São Paulo - Depois de um longo silêncio após a revelação de que foi flagrada em um exame antidoping nos Jogos Pan-Americanos do Rio, a nadadora Rebeca Gusmão disse, em entrevista à TV Globo, que é inocente e apoiou a investigação policial sobre o caso.
Rebeca foi suspensa pela Federação Internacional de Natação (Fina) por excesso de testosterona, e ainda existe a suspeita de que seus testes nos Jogos do Rio de Janeiro podem ter sido fraudados, já que análises de DNA apontaram que pertencem a pessoas diferentes - o caso foi entregue à polícia.

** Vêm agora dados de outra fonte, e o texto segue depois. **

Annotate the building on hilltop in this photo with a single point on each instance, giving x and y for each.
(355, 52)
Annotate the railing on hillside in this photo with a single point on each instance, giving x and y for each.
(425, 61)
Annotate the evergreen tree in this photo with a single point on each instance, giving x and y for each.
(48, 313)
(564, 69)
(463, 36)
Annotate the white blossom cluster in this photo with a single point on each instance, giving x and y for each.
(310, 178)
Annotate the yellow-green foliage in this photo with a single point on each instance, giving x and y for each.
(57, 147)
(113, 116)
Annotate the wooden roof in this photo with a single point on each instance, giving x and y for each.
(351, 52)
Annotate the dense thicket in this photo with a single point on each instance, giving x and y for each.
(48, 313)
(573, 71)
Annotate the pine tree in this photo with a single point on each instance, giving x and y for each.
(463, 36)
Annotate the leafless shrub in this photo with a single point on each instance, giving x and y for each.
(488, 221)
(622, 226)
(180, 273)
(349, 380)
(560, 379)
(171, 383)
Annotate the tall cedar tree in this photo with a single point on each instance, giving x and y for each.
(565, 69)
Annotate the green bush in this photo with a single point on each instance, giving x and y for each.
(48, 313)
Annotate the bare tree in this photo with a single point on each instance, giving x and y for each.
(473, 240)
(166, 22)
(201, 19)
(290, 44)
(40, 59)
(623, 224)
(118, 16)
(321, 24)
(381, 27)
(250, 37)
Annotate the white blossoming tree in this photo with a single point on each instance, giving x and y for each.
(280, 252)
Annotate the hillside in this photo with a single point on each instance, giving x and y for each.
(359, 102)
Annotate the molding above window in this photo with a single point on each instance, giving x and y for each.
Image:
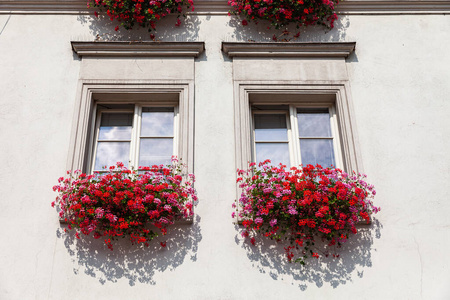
(220, 7)
(148, 93)
(235, 49)
(138, 49)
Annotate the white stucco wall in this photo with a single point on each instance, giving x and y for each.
(400, 84)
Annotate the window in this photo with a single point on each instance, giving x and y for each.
(135, 134)
(135, 104)
(294, 135)
(139, 125)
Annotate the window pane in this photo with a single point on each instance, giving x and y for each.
(270, 127)
(276, 152)
(109, 153)
(157, 123)
(155, 151)
(314, 122)
(317, 151)
(115, 126)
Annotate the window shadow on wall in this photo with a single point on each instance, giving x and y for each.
(354, 257)
(261, 33)
(136, 263)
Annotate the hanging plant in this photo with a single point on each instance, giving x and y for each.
(281, 13)
(123, 202)
(140, 12)
(303, 206)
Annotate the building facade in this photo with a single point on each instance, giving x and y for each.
(381, 78)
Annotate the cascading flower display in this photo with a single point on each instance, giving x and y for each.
(281, 13)
(123, 202)
(303, 205)
(140, 12)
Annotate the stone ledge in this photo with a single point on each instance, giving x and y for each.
(288, 49)
(139, 49)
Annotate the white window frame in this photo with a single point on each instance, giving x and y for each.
(293, 137)
(152, 94)
(299, 94)
(135, 137)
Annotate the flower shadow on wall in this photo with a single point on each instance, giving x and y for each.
(103, 29)
(269, 257)
(127, 261)
(261, 33)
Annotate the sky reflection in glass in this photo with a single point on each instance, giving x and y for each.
(314, 123)
(157, 124)
(270, 127)
(115, 126)
(276, 152)
(109, 153)
(155, 151)
(317, 151)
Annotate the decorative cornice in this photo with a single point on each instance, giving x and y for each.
(208, 7)
(288, 49)
(141, 49)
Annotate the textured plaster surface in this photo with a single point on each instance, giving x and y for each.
(400, 85)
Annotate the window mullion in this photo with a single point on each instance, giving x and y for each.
(336, 140)
(135, 137)
(176, 129)
(295, 135)
(95, 139)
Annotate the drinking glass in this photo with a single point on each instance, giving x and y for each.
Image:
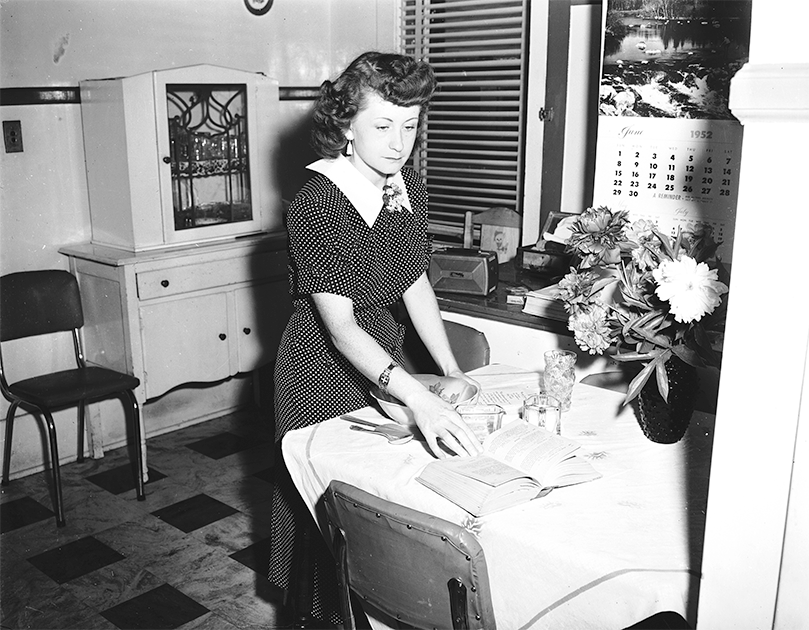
(543, 411)
(560, 375)
(482, 419)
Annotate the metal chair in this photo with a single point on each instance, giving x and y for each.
(46, 302)
(419, 569)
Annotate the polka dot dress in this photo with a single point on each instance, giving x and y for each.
(333, 250)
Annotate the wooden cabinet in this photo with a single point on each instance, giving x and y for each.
(182, 155)
(183, 315)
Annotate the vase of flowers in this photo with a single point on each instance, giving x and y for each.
(646, 298)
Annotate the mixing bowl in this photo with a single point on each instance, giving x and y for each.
(454, 390)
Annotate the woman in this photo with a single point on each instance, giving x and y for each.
(357, 245)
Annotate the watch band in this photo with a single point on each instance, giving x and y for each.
(384, 378)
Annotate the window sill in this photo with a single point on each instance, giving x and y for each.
(495, 307)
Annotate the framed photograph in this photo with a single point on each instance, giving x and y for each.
(556, 232)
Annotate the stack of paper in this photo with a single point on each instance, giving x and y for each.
(544, 303)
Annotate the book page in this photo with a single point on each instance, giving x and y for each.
(529, 448)
(486, 469)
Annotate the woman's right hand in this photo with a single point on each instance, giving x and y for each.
(437, 419)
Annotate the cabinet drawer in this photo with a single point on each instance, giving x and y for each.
(207, 275)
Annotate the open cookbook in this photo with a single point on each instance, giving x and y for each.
(519, 462)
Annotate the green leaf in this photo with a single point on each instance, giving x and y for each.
(638, 382)
(601, 284)
(662, 379)
(688, 354)
(636, 356)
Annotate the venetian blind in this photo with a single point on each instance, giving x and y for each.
(470, 153)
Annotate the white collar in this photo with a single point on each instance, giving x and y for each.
(362, 194)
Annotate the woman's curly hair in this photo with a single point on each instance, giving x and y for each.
(398, 79)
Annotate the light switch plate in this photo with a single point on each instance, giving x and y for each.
(12, 136)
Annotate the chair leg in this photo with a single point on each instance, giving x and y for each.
(134, 416)
(57, 480)
(457, 604)
(7, 447)
(81, 408)
(349, 623)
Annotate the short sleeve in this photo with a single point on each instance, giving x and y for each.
(320, 262)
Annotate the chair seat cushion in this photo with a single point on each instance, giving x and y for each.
(67, 387)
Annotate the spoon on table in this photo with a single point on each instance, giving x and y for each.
(392, 438)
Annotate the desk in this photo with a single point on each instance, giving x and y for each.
(604, 554)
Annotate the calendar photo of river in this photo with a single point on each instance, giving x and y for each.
(672, 58)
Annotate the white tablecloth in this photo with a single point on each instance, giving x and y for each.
(604, 554)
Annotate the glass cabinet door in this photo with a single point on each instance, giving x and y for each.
(209, 157)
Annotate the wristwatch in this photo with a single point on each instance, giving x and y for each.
(384, 378)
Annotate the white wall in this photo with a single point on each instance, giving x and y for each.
(756, 560)
(43, 197)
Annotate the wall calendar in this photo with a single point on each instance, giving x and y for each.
(668, 147)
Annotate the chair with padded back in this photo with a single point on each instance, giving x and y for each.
(470, 346)
(421, 570)
(47, 302)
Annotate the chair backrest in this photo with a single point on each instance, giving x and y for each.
(470, 346)
(38, 303)
(420, 569)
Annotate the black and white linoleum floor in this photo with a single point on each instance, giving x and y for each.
(192, 556)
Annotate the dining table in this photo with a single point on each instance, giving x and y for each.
(603, 554)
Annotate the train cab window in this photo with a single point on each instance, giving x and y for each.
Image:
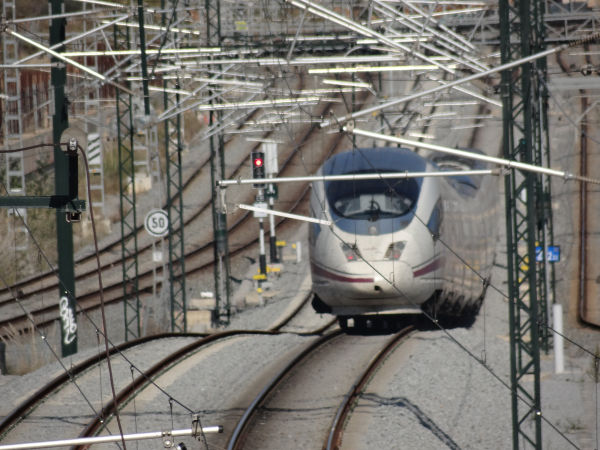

''Se eu não fosse inocente, não teria porque envolver tantas pessoas em que confio e outras que confiam em mim (no caso). Não iria me expor de tal forma e nem lutar. Seria mais fácil ficar calada e suspensa'', disse Rebeca. ''Para mim é excelente que entregaram o caso à polícia, porque não serei a única investigada, mas outras pessoas também'', continuou.

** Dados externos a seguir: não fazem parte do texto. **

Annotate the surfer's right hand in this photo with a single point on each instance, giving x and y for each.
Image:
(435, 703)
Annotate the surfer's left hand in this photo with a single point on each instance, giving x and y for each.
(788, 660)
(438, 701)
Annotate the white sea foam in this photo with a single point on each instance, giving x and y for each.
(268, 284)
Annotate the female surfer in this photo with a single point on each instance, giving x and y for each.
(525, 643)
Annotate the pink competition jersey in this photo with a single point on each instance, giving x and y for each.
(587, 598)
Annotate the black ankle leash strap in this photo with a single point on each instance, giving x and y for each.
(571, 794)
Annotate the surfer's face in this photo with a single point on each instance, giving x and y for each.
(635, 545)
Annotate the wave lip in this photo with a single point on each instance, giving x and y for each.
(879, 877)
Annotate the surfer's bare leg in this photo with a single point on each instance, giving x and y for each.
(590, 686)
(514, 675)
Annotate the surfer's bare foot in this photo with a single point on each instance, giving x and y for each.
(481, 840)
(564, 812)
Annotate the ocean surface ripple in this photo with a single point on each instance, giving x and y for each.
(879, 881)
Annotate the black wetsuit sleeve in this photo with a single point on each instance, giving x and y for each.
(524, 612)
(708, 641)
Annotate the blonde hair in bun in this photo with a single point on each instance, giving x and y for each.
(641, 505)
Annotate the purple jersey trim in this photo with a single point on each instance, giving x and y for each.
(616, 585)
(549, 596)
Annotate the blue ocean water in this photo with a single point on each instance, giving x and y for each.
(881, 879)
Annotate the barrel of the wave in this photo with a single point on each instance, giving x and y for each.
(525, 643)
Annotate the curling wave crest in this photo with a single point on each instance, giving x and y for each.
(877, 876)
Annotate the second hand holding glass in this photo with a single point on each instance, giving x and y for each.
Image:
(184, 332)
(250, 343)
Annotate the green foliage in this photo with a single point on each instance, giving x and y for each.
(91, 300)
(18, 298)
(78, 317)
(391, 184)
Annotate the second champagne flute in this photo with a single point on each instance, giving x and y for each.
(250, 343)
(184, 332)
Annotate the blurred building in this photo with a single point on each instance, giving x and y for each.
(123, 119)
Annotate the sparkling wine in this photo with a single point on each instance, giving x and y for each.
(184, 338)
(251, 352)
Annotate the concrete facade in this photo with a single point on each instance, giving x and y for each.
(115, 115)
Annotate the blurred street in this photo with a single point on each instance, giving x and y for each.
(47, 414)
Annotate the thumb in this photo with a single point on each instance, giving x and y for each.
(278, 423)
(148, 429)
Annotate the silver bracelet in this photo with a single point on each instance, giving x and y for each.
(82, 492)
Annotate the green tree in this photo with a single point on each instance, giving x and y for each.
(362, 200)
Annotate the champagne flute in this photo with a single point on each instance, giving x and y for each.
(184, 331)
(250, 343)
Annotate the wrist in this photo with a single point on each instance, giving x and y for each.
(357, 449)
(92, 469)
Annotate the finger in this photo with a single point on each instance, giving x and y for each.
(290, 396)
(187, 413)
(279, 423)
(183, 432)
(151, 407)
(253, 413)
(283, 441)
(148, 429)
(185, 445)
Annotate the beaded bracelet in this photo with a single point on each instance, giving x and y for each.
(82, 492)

Eduardo de Rose, chefe médico da Organização Desportiva Pan-Americana, organizadora do Pan, foi o primeiro a depor sobre o caso. O médico disse ao delegado que em todos os casos de manipulação de urina em exames o atleta estava envolvido. ''Espero que o resultado seja analisado de forma adequada. Pelo que vejo, fui condenada sem poder me defender. Tenho um relatório em mãos de que tenho produção de hormônios elevados pelo meu próprio corpo'', afirmou.
Na segunda-feira, o delegado titular da Delegacia de Repressão aos Crimes Contra a Saúde Pública (DRCCSP), Marcos Cipriano, confirmou que houve fraude no exames de urina identificados como de Rebeca.

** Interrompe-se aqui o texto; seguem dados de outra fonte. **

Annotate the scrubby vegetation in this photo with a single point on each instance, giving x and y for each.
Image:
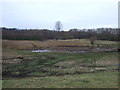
(110, 34)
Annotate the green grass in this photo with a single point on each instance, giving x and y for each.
(92, 80)
(59, 70)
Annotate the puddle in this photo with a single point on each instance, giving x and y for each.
(41, 50)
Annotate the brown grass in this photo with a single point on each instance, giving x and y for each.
(14, 44)
(29, 45)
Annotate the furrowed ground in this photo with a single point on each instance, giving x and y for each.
(23, 68)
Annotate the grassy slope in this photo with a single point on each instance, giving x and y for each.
(14, 44)
(71, 61)
(93, 80)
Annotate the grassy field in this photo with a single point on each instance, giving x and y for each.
(28, 45)
(25, 69)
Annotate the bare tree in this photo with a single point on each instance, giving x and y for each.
(92, 41)
(58, 26)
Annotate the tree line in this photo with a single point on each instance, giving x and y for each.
(111, 34)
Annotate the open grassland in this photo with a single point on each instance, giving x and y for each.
(28, 45)
(25, 69)
(91, 80)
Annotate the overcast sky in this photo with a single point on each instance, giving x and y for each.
(43, 14)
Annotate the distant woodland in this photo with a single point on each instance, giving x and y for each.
(111, 34)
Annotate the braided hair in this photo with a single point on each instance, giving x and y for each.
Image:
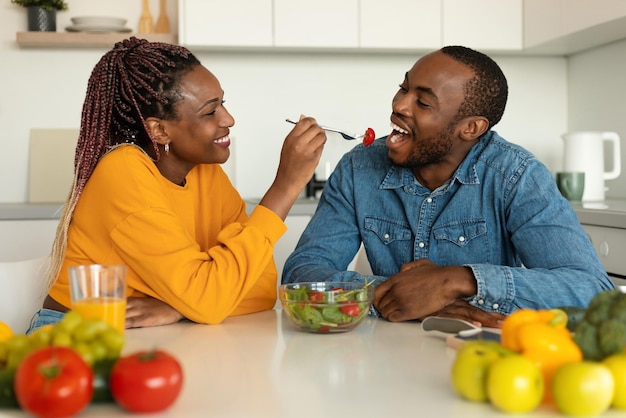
(135, 80)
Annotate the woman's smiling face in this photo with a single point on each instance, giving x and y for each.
(200, 134)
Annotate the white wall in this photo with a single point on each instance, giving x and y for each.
(44, 88)
(597, 99)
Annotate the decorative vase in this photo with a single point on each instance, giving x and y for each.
(163, 22)
(146, 24)
(41, 20)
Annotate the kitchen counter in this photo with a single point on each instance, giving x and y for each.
(27, 211)
(259, 366)
(609, 213)
(302, 207)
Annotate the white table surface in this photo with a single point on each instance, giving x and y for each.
(258, 366)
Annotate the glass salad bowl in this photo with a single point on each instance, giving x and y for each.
(326, 307)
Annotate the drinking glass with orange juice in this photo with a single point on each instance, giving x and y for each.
(98, 291)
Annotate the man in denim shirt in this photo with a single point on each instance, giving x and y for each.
(455, 220)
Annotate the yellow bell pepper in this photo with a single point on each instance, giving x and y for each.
(541, 336)
(5, 331)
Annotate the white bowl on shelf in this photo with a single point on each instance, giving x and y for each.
(94, 21)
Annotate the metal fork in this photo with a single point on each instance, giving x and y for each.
(342, 133)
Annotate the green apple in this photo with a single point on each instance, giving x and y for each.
(469, 369)
(515, 384)
(617, 364)
(583, 388)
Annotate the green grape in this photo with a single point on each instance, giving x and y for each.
(98, 350)
(89, 329)
(70, 321)
(84, 350)
(4, 353)
(40, 338)
(15, 357)
(62, 339)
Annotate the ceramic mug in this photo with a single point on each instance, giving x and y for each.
(571, 184)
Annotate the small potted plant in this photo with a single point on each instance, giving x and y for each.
(42, 13)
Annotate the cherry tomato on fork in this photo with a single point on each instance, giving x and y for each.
(369, 137)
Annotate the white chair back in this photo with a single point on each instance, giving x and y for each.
(22, 290)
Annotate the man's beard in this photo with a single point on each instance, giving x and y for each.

Rebeca também responde a outra suspeita de doping, em teste realizado em maio de 2006. Esse caso está na Corte de Arbitragem do Esporte (CAS), em Lausanne, e deve ser julgado até o final do ano. Caso seja condenada em duas dessas pendências, Rebeca será banida do esporte. A nadadora também pode perder as quatro medalhas (dois ouros, uma prata e um bronze) conquistadas no Pan, além de ter seus resultados anulados.